Let suppose the following dataset :
| ID | Number |
|---|---|
| AX | 1 |
| AX | NA |
| AX | NA |
| AX | 2 |
| AX | NA |
| AX | NA |
| AX | NA |
I would like to only fill NA which are between real observations observed, such as :
| ID | Number |
|---|---|
| AX | 1 |
| AX | 1 |
| AX | 1 |
| AX | 2 |
| AX | NA |
| AX | NA |
| AX | NA |
I tried to do it with tidyr::fill (DF %>% fill(Number)) but i cannot reproduce those results because it fills all the NA values.
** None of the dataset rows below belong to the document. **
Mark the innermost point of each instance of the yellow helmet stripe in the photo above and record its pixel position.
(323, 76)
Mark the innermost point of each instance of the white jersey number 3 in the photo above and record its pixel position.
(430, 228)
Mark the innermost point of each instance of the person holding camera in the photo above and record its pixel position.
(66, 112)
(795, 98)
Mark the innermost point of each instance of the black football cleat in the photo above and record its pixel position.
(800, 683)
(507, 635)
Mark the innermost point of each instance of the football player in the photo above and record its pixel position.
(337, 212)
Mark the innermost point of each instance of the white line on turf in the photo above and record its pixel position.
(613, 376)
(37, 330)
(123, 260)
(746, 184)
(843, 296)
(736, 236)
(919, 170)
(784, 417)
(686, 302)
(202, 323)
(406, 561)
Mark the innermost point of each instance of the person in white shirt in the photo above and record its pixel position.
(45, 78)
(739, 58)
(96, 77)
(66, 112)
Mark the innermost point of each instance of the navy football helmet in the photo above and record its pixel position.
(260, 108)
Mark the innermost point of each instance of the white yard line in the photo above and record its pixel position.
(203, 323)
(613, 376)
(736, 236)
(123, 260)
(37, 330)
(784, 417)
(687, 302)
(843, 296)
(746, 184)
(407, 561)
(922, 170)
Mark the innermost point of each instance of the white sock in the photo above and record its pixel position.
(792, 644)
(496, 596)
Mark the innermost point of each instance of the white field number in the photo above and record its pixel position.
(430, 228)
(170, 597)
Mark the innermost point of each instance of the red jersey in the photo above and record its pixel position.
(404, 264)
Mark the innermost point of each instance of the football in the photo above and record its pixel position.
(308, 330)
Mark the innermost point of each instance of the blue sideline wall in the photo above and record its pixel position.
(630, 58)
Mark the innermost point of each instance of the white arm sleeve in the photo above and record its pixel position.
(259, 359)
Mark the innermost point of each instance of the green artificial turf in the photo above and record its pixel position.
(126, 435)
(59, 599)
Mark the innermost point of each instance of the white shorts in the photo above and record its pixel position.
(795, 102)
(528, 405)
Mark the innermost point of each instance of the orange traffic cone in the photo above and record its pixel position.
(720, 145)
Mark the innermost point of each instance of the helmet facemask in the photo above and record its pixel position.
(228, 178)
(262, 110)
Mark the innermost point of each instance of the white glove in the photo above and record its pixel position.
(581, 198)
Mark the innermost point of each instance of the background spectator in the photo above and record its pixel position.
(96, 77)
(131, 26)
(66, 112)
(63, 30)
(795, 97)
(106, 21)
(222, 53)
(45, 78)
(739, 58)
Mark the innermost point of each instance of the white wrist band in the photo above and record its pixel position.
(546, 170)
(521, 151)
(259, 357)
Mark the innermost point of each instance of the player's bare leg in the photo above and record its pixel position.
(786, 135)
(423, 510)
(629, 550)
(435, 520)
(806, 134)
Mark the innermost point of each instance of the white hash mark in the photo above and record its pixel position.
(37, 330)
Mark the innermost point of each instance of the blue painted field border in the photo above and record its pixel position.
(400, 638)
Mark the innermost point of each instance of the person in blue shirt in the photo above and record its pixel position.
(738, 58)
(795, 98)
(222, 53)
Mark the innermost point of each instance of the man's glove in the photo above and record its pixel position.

How can i do it ?
>Solution :
Here’s one method that fills and restores the NA for those cases where follow-on non-NA values were not found.
library(dplyr)
library(tidyr) # fill
quux %>%
group_by(ID) %>%
mutate(hasmore = rev(cumany(!is.na(rev(Number))))) %>%
fill(Number) %>%
mutate(Number = if_else(hasmore, Number, Number[NA])) %>%
ungroup()
# # A tibble: 7 × 3
# ID Number hasmore
# <chr> <chr> <lgl>
# 1 AX 1 TRUE
# 2 AX 1 TRUE
# 3 AX 1 TRUE
# 4 AX 2 TRUE
# 5 AX <NA> FALSE
# 6 AX <NA> FALSE
# 7 AX <NA> FALSE
I use Number[NA] instead of just NA because I’m not certain if your Number is character, numeric, or integer; Number[NA] is never wrong, it will always do as intended, but using the wrong type of NA (there are at least ten kinds of NA) can produce an error.